Institutions were requested to submit a protocol compliant treatment plan for the DR and ICR, respectively. DR-plans (n=12) and ICR-plans (n=50) were uploaded to the Image-Guided Therapy QA Center of Advanced Technology Consortium server (http://atc.wustl.edu/ webcite) and were assessed prospectively.
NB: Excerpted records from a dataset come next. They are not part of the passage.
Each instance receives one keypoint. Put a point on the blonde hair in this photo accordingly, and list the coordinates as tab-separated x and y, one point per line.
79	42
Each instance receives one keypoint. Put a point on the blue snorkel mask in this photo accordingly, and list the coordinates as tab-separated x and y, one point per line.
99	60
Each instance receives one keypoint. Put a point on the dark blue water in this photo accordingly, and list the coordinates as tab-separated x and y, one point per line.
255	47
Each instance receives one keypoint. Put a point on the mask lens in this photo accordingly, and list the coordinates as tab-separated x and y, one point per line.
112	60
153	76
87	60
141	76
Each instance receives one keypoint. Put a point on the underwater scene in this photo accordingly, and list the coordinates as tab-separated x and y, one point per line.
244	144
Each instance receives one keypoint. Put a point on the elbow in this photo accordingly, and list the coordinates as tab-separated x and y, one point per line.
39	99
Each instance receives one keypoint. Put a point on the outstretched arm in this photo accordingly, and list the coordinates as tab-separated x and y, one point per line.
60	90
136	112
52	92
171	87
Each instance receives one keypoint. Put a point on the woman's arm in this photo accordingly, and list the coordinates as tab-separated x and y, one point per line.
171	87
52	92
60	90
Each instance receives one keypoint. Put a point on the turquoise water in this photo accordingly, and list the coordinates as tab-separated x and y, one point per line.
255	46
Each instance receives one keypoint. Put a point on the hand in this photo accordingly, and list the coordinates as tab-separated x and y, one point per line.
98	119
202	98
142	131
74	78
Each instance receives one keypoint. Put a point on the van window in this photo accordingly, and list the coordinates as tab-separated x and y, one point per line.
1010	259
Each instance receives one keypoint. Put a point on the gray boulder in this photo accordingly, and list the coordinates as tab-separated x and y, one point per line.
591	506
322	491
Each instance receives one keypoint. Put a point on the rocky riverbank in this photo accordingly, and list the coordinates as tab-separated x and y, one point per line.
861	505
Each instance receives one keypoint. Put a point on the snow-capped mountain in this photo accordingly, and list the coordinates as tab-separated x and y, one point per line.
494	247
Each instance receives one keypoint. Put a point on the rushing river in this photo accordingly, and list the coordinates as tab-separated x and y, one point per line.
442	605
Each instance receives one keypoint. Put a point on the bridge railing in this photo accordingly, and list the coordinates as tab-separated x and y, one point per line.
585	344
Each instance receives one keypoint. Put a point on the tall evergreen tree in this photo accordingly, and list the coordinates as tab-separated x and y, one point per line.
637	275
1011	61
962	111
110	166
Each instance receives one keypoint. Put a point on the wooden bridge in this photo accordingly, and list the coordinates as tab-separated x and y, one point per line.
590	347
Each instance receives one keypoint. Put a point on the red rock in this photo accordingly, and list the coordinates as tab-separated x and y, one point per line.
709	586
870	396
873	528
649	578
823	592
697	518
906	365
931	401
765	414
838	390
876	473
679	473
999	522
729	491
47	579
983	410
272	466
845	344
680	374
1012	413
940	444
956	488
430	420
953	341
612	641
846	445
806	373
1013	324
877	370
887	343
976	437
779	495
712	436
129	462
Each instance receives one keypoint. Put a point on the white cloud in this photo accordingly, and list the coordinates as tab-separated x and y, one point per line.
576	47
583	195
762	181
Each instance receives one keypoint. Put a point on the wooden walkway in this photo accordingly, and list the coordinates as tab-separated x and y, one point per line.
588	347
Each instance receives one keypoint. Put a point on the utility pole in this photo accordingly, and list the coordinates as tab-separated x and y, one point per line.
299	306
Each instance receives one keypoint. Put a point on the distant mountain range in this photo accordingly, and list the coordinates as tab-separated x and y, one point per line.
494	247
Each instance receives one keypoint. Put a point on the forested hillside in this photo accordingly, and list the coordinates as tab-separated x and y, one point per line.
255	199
Major deviations were observed in 25% (n=3) of DR-plans while no minor deviations were observed. Major and minor deviations were observed in 22% (n=11) and 10% (n=5) of the ICR-plans, respectively. Eighteen% of ICRs could not be analyzed prospectively, as a result of corrupted or late data submission. CTV to PTV margins were respected in all cases. Deviations were negatively associated with the number of submitted cases per institution (p=0.0013), with a cutoff of 5 patients per institutions. No association (p=0.12) was observed between DR and ICR results, suggesting that DR’s results did not predict for an improved QA process in accrued brain tumor patients.
A substantial number of protocol deviations were observed in this prospective QA study. The number of cases accrued per institution was a significant determinant for protocol deviation. These data suggest that successful DR is not a guarantee for protocol compliance for accrued patients. Prospective ICRs should be performed to prevent protocol deviations.